I am completely prepared in the event of a home invasion. I’m also completely prepared for a Russian invasion, thanks to a propaganda video we all had to watch in fifth grade. But for the home invasion, I have Klingon-like weapons strategically placed all around my house, like Jodie Foster did in Safe Room. The bad guy will just think he’s tiptoeing silently into my kitchen when all of a sudden…whoosh…a knife flies through the air in stealth-mode and goes right through his ear into his skull. At least that’s how it happens when I think about it a lot.

With a shirt that sexy, who would ever think you've got a knife back there?

But I didn’t get to ear-stab anyone today because all of the people in my house were sort of invited. I didn’t invite them, but I invited the person who brought them. I think I actually said something like, “You should all come to my house for this presentation and I’ll make some snacks, too.” Go figure, they took that as an invitation.

It’s like Reverse-King-of-the-Vampires…instead of rendering my safeguards useless because I invited him in, I lost the right to show my stabby love when I told them they could come over. It’s a good thing that they’re really nice and well-mannered and don’t care that I’m writing this about them. I didn’t even have to tell anyone to use a coaster.

Having that many people over at one time (I think there were about 93 people there, but I could be exaggerating just because I was having trouble breathing) was a little unsettling because I’m out of practice on having guests over. I started counting feet at one point, and once it passed twenty I didn’t know what else to do but get out some more chairs and stand back in case one of the feet stepped on me.

All in all, once I got over the feeling that someone was going to punch me in the throat or accidentally spill a Coke on the carpet or something, it was a good experience. Two of my four family members hid in other parts of the house the entire time, and the remaining person just peeked down the stair case from time to time. I could be wrong, but I think I saw the glint of steel in her other hand once in a while. I love my family.

4 thoughts on “Home Invasions Are Not Fun

  1. Personally I am a “people person” and love entertaining. DH is a recluse who voluntarily spent 5 actual years in a Franciscan monastery. You can see the potential for conflict. I carefully get his agreement for every social event. It isn’t MY fault if he won’t look up from the computer long enough to actually figure out what I am saying rather than taking the coward’s way out and just agreeing with me! So the day of every event I spend part of it vehemently reminding him that I DID tell him about it and the rest explaining why Southerners would not have a clue on how to un-invite people to their houses. We just wouldn’t know how! I sympathize.

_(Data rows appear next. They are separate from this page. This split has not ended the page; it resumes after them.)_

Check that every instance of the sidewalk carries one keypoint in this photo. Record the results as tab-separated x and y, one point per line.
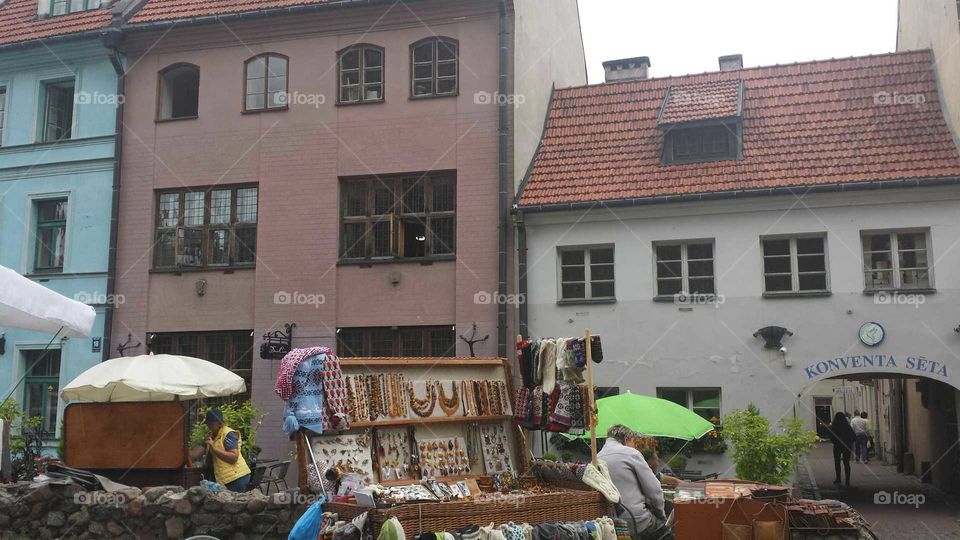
896	506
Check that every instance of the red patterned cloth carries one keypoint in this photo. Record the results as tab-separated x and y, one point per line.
288	367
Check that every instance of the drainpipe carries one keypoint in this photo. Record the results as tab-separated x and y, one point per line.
111	40
502	203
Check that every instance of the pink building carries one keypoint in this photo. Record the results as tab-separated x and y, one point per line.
335	166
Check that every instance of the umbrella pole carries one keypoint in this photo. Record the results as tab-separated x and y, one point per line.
591	399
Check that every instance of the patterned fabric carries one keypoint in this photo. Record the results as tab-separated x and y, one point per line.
288	368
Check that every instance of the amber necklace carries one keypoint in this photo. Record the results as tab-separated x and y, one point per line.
423	407
452	404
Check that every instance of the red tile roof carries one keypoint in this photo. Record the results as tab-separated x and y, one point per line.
837	121
19	22
706	101
171	10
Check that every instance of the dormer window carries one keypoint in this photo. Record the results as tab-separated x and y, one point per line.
702	122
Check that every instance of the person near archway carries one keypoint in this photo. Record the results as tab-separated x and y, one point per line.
843	439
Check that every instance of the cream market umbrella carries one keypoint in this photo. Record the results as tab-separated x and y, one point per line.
29	305
161	377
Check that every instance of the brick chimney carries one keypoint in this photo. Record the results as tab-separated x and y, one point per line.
731	62
626	69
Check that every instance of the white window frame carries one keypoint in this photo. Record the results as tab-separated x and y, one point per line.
684	267
794	265
587	289
895	283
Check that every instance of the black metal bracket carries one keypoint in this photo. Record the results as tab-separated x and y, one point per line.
278	343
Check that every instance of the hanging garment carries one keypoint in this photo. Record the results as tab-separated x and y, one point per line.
288	368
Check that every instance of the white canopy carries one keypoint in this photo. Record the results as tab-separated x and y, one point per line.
161	377
29	305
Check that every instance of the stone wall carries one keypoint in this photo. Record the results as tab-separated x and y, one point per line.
41	510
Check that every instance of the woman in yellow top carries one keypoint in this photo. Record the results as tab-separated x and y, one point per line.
223	446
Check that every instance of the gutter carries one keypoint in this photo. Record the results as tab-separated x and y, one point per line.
503	212
111	40
740	194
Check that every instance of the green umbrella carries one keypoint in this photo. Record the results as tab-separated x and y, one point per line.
650	416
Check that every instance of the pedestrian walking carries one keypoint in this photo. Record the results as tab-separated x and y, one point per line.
843	439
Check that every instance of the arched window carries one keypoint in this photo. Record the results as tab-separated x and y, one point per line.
179	94
434	67
361	74
265	86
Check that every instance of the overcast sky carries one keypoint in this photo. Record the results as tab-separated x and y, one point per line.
687	36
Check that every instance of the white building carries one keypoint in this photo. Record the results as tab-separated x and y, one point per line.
679	217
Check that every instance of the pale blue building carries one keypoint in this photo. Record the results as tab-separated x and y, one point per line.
59	99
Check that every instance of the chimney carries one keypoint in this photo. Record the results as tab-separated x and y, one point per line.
731	62
626	69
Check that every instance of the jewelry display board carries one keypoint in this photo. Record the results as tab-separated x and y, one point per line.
443	418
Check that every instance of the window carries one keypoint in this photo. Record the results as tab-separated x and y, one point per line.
685	268
410	342
41	388
434	67
63	7
398	217
265	88
210	228
794	265
896	260
586	273
690	145
361	74
703	401
58	111
232	350
51	235
179	95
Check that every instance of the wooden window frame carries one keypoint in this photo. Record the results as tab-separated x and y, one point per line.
266	83
397	216
795	272
434	67
397	334
361	49
205	228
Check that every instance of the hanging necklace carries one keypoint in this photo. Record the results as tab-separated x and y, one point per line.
452	404
423	407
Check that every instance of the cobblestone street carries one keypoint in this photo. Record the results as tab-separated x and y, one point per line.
896	506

  2. I swear it’s not that I’m antisocial, I’m just anti-people-using-up-all-the-oxygen-in-the-room. You know those signs that list the official capacity of a large gymnasium? Someone bothered to do the math then hang that sign there for a reason.

  3. I know that feeling. Even one visitor throws me into mental meltdown. I forget to offer them things, like a drink or a chair, and somehow lose the powers of speech and thought. Luckily, I don’t get a lot of visitors, and those few stubborn repeat offenders (cousins, for the most part) have learnt that they have to fend for themselves in my house.


  4. Lorca, I think we were separated at birth. That many people in my house at one time would make me break out in hives, hyperventilate and maybe even go postal. You handled things well. Whew!!! Congratulations!!!